Ausgerechnet diese symbolträchtige Automarke steht nun im Visier des chinesischen Autobauers Great Wall Motor. In einer Zeit, in der US-Präsident Donald Trump eine Mauer zu Mexiko bauen will und alles versucht, um zu verhindern, dass Automobilkonzerne billig beim südlichen Nachbarn produzieren lassen, illustrieren die Avancen von Great Wall Motor anschaulich, wie hoffnungslos und abwegig eine isolationistische Wirtschaftspolitik ist. Geht das Jahrhundert der amerikanischen Dominanz wirklich zu Ende? Sind diese wirtschaftspolitischen Rückzugsgefechte nur der Beginn einer neuen Zeitrechnung?

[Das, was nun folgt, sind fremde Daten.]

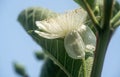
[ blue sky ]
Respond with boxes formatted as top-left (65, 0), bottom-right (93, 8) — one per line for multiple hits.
top-left (0, 0), bottom-right (120, 77)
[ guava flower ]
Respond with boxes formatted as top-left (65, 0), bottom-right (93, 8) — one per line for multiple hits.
top-left (35, 8), bottom-right (96, 59)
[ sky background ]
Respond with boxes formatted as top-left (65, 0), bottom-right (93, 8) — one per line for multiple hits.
top-left (0, 0), bottom-right (120, 77)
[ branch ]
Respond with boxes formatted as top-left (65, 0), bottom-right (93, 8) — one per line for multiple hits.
top-left (82, 0), bottom-right (100, 30)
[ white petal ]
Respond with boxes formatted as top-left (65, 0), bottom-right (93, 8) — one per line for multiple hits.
top-left (36, 9), bottom-right (87, 39)
top-left (34, 30), bottom-right (59, 39)
top-left (64, 31), bottom-right (85, 59)
top-left (78, 25), bottom-right (96, 51)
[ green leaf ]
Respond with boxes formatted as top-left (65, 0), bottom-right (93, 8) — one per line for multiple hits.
top-left (14, 62), bottom-right (26, 77)
top-left (35, 51), bottom-right (45, 60)
top-left (74, 0), bottom-right (96, 9)
top-left (18, 8), bottom-right (93, 77)
top-left (40, 59), bottom-right (67, 77)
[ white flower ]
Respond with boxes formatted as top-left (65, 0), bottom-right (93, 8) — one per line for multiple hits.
top-left (35, 9), bottom-right (96, 59)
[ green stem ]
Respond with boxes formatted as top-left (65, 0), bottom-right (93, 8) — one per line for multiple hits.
top-left (111, 20), bottom-right (120, 30)
top-left (82, 0), bottom-right (100, 30)
top-left (91, 29), bottom-right (112, 77)
top-left (82, 59), bottom-right (87, 77)
top-left (111, 11), bottom-right (120, 24)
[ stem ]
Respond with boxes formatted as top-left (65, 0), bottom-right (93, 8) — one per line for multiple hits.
top-left (91, 29), bottom-right (112, 77)
top-left (82, 0), bottom-right (100, 30)
top-left (91, 0), bottom-right (114, 77)
top-left (82, 59), bottom-right (87, 77)
top-left (112, 20), bottom-right (120, 30)
top-left (111, 11), bottom-right (120, 24)
top-left (102, 0), bottom-right (114, 29)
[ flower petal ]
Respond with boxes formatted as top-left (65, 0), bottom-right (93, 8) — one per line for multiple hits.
top-left (34, 30), bottom-right (59, 39)
top-left (36, 9), bottom-right (87, 39)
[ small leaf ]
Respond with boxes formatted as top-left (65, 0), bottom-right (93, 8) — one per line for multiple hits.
top-left (35, 51), bottom-right (45, 60)
top-left (14, 63), bottom-right (26, 76)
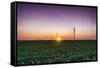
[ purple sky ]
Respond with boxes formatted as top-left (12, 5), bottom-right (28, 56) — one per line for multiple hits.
top-left (17, 3), bottom-right (96, 39)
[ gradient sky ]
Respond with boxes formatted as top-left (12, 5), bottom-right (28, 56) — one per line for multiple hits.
top-left (17, 3), bottom-right (96, 40)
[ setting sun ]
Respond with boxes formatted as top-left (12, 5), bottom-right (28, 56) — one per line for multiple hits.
top-left (56, 37), bottom-right (61, 42)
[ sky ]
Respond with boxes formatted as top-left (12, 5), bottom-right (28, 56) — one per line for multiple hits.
top-left (17, 3), bottom-right (96, 40)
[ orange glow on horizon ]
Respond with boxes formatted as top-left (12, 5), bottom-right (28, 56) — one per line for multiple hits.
top-left (17, 32), bottom-right (96, 41)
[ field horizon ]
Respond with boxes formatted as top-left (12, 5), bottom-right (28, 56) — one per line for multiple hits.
top-left (16, 40), bottom-right (97, 65)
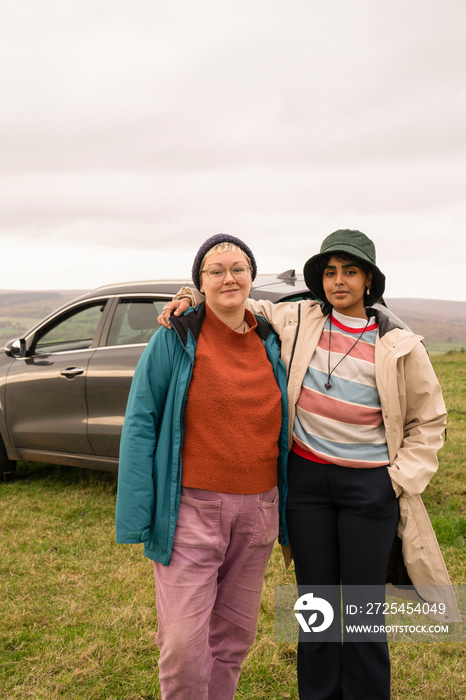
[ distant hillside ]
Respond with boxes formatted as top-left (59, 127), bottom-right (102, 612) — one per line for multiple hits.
top-left (386, 299), bottom-right (466, 348)
top-left (0, 290), bottom-right (86, 347)
top-left (0, 290), bottom-right (466, 349)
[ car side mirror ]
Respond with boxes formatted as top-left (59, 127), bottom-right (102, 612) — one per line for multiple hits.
top-left (5, 338), bottom-right (26, 357)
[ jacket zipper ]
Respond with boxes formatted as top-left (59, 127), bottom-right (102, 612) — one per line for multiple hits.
top-left (286, 303), bottom-right (301, 382)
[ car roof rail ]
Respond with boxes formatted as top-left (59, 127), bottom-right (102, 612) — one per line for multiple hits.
top-left (277, 270), bottom-right (298, 280)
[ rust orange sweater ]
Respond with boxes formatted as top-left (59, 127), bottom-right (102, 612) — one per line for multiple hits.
top-left (182, 306), bottom-right (281, 494)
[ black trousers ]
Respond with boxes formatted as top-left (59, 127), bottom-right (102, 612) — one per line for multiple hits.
top-left (287, 452), bottom-right (399, 700)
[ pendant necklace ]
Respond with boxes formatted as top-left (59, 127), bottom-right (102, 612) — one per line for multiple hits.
top-left (325, 316), bottom-right (370, 391)
top-left (233, 318), bottom-right (246, 333)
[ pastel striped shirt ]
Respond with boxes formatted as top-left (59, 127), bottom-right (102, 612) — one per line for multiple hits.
top-left (293, 311), bottom-right (389, 468)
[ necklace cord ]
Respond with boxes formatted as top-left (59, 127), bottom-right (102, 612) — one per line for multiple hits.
top-left (325, 314), bottom-right (370, 391)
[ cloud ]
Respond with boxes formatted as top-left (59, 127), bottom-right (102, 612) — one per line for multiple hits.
top-left (0, 0), bottom-right (466, 298)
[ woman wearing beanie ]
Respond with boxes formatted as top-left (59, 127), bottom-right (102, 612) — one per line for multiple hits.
top-left (165, 229), bottom-right (461, 700)
top-left (116, 234), bottom-right (288, 700)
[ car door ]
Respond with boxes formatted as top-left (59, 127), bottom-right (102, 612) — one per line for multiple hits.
top-left (5, 299), bottom-right (107, 457)
top-left (87, 295), bottom-right (171, 459)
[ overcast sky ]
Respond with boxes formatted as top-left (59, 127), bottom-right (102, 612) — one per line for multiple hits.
top-left (0, 0), bottom-right (466, 301)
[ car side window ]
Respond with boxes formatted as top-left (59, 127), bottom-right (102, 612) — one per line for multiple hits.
top-left (34, 301), bottom-right (105, 355)
top-left (106, 299), bottom-right (167, 346)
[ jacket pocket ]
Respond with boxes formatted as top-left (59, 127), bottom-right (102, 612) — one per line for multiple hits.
top-left (174, 495), bottom-right (221, 548)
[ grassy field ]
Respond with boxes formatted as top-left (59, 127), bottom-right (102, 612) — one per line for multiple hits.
top-left (0, 353), bottom-right (466, 700)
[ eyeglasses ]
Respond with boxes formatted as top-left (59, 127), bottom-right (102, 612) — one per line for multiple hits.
top-left (201, 265), bottom-right (250, 282)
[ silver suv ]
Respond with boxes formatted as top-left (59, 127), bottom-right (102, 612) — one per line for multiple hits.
top-left (0, 270), bottom-right (312, 477)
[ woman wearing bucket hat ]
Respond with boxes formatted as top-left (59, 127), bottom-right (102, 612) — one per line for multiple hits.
top-left (116, 234), bottom-right (288, 700)
top-left (160, 229), bottom-right (461, 700)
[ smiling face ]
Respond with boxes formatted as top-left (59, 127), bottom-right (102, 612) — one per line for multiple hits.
top-left (201, 248), bottom-right (252, 318)
top-left (322, 255), bottom-right (372, 318)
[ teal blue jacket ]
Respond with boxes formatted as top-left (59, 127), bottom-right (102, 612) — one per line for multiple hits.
top-left (116, 304), bottom-right (288, 566)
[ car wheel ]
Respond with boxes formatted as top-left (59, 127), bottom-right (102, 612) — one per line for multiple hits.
top-left (0, 437), bottom-right (16, 481)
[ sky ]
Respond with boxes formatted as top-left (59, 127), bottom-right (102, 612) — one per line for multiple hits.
top-left (0, 0), bottom-right (466, 301)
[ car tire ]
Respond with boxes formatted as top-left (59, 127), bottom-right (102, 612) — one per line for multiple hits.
top-left (0, 437), bottom-right (16, 481)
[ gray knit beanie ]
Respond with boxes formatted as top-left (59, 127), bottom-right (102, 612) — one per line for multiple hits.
top-left (191, 233), bottom-right (257, 291)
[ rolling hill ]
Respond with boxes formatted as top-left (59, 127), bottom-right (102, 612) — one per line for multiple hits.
top-left (0, 290), bottom-right (466, 350)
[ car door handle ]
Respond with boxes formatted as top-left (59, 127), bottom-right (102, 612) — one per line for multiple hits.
top-left (60, 367), bottom-right (84, 377)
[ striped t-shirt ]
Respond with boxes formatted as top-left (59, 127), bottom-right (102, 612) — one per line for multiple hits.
top-left (293, 311), bottom-right (389, 468)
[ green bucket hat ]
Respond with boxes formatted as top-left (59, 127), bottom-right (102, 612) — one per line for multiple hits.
top-left (303, 229), bottom-right (385, 304)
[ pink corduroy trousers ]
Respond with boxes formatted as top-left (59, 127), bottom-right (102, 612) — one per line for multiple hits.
top-left (154, 487), bottom-right (278, 700)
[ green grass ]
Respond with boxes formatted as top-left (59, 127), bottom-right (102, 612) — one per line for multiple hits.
top-left (0, 353), bottom-right (466, 700)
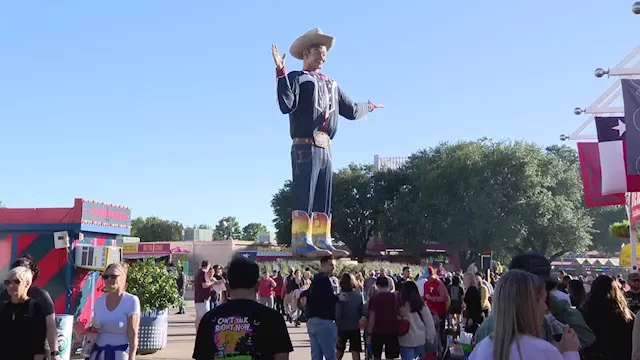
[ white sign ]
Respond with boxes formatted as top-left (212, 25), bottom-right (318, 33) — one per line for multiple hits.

Nachrufe auf die USA sind eindeutig verfrüht. Noch vor wenigen Jahren waren sich Experten einig, dass China die USA spätestens im Jahr 2020 als größte Wirtschaft abgelöst haben wird. Mittlerweile hat sich auch in China das Wachstum abgeschwächt, und es sieht so aus, als ob das Überholmanöver in absehbarer Zeit nicht stattfinden wird. Das BIP pro Kopf ist in den USA sechsmal größer als in China.


Und dennoch gibt es rasante tektonische Veränderungen im weltweiten Wirtschaftssystem. Das zeigt ein Blick in den globalen Wettbewerbsbericht des World Economic Forum. Rangierten dort früher ausschließlich Länder wie die Schweiz, Deutschland oder die USA auf den vordersten Plätzen, so sind heute Singapur, Hongkong, Taiwan und Südkorea auf Augenhöhe. China liegt immerhin auf Platz 27 – und somit weit vor den europäischen Krisenlängern Spanien, Italien, Portugal und Griechenland.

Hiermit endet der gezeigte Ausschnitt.